Asbestos was one of the most widely used material in construction until the mid 80s. In fact, it was used virtually in every structure built between 1930s and 1980s. It was only in late 80s and somewhere in early 90s, that it came to light that asbestos was hazardous for health due to its tendency to trigger serious health problems, like asbestosis and lung cancer, in individuals. By then however, it was already an important part of all the standing structures wherein it was used in flooring, walls, ceiling and even the roof. |
Why Asbestos Was Used in Floor Tiles?
Asbestos, a group of naturally occurring silicate minerals that occur as thin separable fibers, was widely used in vinyl and linoleum floors for its desirable properties. The properties of this material (and lack of knowledge about its hazardous effects) contributed to its popularity back in 70s and 80s. Almost all floor tiles manufactured in the past few decades until the mid 80's contained asbestos in varying amounts. (In fact, one of the easiest methods of finding out whether your home has asbestos, is to find out when it was built.

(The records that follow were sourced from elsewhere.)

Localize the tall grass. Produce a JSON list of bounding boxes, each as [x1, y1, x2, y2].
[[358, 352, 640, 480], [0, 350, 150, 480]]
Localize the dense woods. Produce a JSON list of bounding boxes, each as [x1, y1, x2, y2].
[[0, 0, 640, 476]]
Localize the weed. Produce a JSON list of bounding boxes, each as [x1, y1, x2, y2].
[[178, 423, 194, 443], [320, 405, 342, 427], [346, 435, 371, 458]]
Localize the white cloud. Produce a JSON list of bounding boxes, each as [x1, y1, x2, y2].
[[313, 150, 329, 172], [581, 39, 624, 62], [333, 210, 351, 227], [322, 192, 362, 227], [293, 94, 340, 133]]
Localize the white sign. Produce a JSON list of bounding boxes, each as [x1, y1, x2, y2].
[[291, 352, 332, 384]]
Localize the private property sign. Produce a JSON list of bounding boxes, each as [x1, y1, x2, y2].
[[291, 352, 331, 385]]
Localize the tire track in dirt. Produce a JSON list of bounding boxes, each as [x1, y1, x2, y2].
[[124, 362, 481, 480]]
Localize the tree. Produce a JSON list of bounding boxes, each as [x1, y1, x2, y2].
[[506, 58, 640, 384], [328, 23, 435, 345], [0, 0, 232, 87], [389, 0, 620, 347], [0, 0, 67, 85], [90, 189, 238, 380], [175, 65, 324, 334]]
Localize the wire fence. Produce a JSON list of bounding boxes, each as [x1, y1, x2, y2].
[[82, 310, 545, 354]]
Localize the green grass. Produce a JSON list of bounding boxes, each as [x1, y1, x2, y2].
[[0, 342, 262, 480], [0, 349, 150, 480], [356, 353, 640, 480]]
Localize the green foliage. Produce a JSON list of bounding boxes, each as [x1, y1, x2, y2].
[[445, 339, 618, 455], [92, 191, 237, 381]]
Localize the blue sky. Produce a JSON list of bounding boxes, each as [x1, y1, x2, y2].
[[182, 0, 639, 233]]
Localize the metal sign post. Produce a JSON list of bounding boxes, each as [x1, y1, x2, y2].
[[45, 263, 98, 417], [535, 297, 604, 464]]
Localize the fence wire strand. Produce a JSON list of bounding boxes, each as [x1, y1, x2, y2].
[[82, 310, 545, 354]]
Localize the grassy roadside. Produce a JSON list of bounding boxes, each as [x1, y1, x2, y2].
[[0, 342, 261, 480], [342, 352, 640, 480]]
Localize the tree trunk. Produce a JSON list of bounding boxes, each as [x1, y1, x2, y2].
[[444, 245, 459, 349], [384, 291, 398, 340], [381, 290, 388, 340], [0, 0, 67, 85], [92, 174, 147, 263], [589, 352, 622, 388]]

If you have any doubts, you can send a sample for lab testing for confirmation.) Some of the most desirable properties of asbestos which added to its popularity were:
Heat resistance Fire resistance Chemical resistance Nonconductor of electricity Highly durable Cost-effective Sound absorbent
Manufacturers of floor tiles preferred using asbestos because asbestos not only made the manufacturing process easier than other conventional materials, but was extremely durable and cost-effective. Previously asbestos floor tiles were available in the size 9×9, and more recently 12×12. These tiles were vinyl-asbestos floor tiles that were manufactured from polyvinyl chloride polymers.
These tiles usually consisted of a mixture of limestone, asbestos, plasticizer, stabilizer, binder, and pigment. The mixture was heated to temperatures of 300°F, and fed into a roller to be pressed to the desired thickness. They were then pressed through cylinders to gain uniform thickness, after which pigmenting and surface designs were done while the tiles were still hot and soft. The tiles were then cooled by immersion in water, water-spraying, or placing them in a cooling unit. They were then cut into appropriate size and waxed, after which they were ready for the market. The asbestos fibers gave these tiles the following properties.
Heat and fire resistance Abrasion resistance Extra strength and durability Added flexibility Resistance to moisture, oil, grease, acids and alkalies Dimensional stability
The ability of these tiles to withstand high temperature prevented them from cracking. Dimensional stability prevented expansion and shrinkage during the manufacturing process. Overall manufacturing costs were low, and that was beneficial to the manufacturer as well as the end user.
Risks Involved with Asbestos Floor Tiles
Simply living in a home with asbestos floor tiles does not mean you run the risk of asbestos exposure. The asbestos fibers are firmly embedded into the tiles, and pose no risk unless the tiles are deliberately broken, and asbestos fibers are allowed to contaminate the air. In some cases, these tiles may wear out with time due to which the tiny fibers may contaminate the air and result in asbestos exposure.
If you have a wooden flooring beneath the asbestos floor tiles and want to restore it, you need to be extra cautious. The tiles have to be removed along with the glue underneath. This must be done with extreme care, making sure that no power tools are used to remove the tiles as the use of such tools could damage the tiles and release asbestos in your home. Many people choose to sand the wooden floor to restore it, which is again pretty harmful, since asbestos particles embedded in the glue separate and get airborne.
One way of changing the flooring is to cover asbestos floor tiles with new non-asbestos tiles or flooring material. This makes sure that you need not disturb the asbestos tiles, and therefore the risk of asbestos exposure due to the floor tiles is eliminated.
Many prefer removing and getting rid of the old asbestos floor tiles before replacing them with new tiles. If you are doing this yourself, you have to be very careful. Certain asbestos tiles will not come off easily, and will require brute force to dislodge them. This can be risky as the tiles are likely to break and get splintered, and this, in turn, may release harmful asbestos fibers in the air. It may take just a day or two to get rid of the old asbestos tiles and fix new ones, but if the asbestos fibers are concentrated in the room, it could cause serious health problems much later in life.